While these cartoons lack that certain postmodern wink and a nod to the adults, I'm happy to report that Tom and Jerry seem to be in competent hands. I found these cartoons mildly amusing (though they get very repetitive when viewed one after another) and would imagine that they would appeal to a very young audience - which, of course, is ultimately the target of this show.
There are basically four episodes of Tom and Jerry Tales on this disc. Each episode has 3 shorts. 4 x 3 = 12, which is how Warner Brothers gets their figure for the tagline on the cover art of the DVD - "12 Cartoons from the Kid-Pleasing TV Series."
The contents for volume four are:
Episode 1: Zent Out of Shape, I Dream of Meanie, and Which Witch. The titles in this episode are fairly indicative of the shorts' plots - with the last two having Tom and Jerry encounter a genie and a witch. The first short seemed the cleverest in having Tom and Jerry disrupt each other's serenity in a zen garden setting. This was also the first short I viewed, however, so the formula seemed pretty fresh as I watched it.
Episode 2: More Powers to You, Catch Me Though You Can't, and Power Team. The shorts in this episode involve giving Tom and Jerry super powered abilities. The first short was rather fun for me as a comic book fan - Tom is in charge of protecting the power rings for a superhero team called the Amazing Acquaintances. This short has some fun riffs on Marvel Comics characters like the Fantastic Four and the X-Men, and a Doctor Doom-style villain called Doom Dog.

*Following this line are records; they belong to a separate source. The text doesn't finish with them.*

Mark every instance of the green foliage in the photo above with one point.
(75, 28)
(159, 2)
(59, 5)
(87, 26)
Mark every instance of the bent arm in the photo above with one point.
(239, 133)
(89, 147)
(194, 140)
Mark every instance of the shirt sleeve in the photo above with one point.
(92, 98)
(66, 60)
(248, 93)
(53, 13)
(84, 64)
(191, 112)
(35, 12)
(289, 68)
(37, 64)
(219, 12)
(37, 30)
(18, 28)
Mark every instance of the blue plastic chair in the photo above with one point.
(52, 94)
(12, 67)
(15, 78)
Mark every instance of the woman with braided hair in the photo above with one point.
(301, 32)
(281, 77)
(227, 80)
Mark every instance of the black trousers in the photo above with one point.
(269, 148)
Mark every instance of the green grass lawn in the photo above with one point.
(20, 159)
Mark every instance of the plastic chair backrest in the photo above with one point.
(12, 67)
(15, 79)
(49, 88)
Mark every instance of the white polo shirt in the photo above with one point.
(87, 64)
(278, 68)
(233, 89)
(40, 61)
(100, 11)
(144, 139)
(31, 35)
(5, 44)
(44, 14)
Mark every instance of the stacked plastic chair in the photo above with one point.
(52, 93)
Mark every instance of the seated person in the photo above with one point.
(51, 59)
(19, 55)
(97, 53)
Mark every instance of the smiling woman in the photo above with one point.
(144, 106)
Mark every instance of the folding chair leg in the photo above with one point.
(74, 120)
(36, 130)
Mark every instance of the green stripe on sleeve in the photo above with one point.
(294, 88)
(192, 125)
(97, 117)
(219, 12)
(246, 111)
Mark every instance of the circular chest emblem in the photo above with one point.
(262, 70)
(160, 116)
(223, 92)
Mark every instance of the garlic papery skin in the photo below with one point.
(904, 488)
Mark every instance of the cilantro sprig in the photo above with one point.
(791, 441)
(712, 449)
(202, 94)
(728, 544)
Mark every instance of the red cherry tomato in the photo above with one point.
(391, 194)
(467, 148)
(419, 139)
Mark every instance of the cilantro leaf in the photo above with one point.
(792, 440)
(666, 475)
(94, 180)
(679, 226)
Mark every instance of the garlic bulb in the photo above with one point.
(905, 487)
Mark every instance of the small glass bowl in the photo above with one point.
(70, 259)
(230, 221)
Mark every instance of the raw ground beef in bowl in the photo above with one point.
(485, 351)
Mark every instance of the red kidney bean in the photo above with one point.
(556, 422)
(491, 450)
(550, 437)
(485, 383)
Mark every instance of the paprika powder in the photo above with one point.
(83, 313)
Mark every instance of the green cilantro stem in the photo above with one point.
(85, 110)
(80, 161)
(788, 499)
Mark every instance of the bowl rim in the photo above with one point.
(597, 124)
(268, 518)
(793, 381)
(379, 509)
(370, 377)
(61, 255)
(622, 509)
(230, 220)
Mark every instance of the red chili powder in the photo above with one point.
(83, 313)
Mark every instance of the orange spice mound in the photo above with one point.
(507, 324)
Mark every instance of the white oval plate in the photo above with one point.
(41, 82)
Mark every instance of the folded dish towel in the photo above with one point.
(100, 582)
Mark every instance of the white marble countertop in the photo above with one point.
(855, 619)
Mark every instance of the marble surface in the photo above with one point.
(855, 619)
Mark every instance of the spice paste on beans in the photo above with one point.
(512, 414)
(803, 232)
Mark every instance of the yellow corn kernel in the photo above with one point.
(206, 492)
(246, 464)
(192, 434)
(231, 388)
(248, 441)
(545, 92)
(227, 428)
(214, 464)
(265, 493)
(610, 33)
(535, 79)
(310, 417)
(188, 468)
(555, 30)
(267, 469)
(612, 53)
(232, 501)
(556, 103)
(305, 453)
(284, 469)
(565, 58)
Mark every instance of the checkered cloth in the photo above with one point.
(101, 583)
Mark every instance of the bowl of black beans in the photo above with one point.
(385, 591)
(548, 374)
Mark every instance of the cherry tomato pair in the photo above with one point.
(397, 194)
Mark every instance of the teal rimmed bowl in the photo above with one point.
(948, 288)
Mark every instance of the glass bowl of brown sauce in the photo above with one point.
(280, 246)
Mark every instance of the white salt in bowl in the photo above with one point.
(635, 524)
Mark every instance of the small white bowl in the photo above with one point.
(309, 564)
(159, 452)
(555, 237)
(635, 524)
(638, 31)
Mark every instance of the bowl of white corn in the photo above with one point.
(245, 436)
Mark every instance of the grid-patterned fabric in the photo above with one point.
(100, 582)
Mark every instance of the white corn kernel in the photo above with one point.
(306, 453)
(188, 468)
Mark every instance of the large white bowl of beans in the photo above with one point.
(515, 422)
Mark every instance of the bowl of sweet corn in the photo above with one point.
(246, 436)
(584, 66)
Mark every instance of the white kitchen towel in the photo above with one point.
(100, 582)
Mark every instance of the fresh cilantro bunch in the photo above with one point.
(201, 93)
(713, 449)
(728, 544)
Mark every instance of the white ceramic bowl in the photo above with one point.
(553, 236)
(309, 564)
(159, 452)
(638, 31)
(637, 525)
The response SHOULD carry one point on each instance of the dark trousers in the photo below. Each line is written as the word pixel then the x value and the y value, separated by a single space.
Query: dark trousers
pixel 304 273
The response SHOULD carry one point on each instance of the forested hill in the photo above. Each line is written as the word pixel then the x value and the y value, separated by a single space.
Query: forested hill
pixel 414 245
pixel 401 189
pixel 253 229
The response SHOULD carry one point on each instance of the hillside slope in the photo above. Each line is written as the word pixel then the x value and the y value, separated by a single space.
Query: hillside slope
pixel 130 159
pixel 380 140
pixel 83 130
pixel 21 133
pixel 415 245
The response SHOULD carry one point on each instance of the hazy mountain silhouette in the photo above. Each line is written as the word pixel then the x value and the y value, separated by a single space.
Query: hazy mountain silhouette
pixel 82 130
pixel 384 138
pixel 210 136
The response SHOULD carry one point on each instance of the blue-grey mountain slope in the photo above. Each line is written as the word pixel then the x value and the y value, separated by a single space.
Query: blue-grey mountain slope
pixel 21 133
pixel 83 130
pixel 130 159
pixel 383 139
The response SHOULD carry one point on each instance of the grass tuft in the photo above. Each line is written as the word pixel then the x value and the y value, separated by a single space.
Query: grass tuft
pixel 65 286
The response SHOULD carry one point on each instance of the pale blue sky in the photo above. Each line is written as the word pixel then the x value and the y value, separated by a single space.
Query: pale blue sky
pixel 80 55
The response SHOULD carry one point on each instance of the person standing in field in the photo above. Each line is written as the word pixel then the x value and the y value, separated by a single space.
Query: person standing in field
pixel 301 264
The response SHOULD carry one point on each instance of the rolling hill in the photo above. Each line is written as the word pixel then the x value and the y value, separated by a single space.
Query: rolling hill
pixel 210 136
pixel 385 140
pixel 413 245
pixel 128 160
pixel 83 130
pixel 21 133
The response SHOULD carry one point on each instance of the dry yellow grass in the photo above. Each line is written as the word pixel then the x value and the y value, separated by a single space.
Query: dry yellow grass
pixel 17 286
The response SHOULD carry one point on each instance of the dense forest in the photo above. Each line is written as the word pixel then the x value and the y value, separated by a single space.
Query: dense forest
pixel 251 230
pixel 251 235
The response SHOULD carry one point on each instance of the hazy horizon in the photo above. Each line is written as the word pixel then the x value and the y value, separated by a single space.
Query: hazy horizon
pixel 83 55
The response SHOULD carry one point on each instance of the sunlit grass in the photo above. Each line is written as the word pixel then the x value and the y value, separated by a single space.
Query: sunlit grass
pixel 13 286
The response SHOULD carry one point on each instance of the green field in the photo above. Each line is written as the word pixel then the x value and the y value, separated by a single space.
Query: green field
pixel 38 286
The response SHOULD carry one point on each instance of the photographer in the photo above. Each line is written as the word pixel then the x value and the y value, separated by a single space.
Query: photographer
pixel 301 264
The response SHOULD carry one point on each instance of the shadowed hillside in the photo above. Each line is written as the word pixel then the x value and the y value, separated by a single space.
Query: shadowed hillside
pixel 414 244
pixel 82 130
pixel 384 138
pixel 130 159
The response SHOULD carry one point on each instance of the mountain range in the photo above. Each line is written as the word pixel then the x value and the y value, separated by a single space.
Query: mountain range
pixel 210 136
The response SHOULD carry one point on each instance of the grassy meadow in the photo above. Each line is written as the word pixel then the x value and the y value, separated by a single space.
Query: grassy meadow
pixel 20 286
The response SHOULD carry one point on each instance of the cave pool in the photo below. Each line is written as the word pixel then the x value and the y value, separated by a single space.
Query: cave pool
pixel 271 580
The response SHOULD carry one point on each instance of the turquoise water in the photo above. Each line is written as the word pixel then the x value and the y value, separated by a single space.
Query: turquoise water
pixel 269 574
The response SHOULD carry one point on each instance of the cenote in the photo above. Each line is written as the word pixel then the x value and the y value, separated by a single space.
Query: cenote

Episode 3: Don't Bring Your Pet to School Day, Cat Show Catastrophe, and The Cat Whisperer. This episode seemed the least imaginative of the set - with fairly standard scenarios like Jerry being brought to a little girl's school for a day and Jerry participating in a cat show.
Episode 4: Adventures in Penguin Sitting, Cat of Prey, and Jungle Love. These episodes import other animals into the Tom and Jerry mix. Adventures in Penguin Sitting has this set's best visual gag - with Jerry in his home relaxing to an IPod-style video player propped up against a wall as if it were a large-screen television.
Collectively, I thought these cartoons were mildly amusing and could see little kids getting into them. The novelty wears thin for adults after a couple shorts, but the series seems inoffensive and entertaining in small doses. With only four episodes on this single disc release, I'd prefer that Warner Brothers package the show as a season set since that seems to have become the norm for most television shows. Regardless, I'd give this set an enthusiastic "Rent It" recommendation.
Tom and Jerry Tales is made available through a standard full frame image that Warner Brothers states is "a format preserving the aspect ratio of [the show]'s original television exhibition." Modern animation on DVD often looks good - and these shorts are no exceptions with solid colors and crisp transfers.
These cartoons are presented with two spoken language options: English and French. Both are Dolby Digital 2.0. The bouncy score is probably the most notable aspect of the soundtrack, and it sounds like it's competently delivered here.
Subtitles are available in English (for the Hearing-Impaired).
A Trailers link on the main menu leads to advertisements for the deluxe editions of Dr. Seuss's Horton Hears a Who and Peanuts Valentine's and Easter Specials. And that's it for extras.
I might consider recommending a season set of Tom and Jerry Tales - should Warner Brothers ever release one. These cartoons are pleasing enough kiddie fare, but with no significant extras, I'd have to go with a Rent It recommendation unless you have very young Tom and Jerry fans in your household.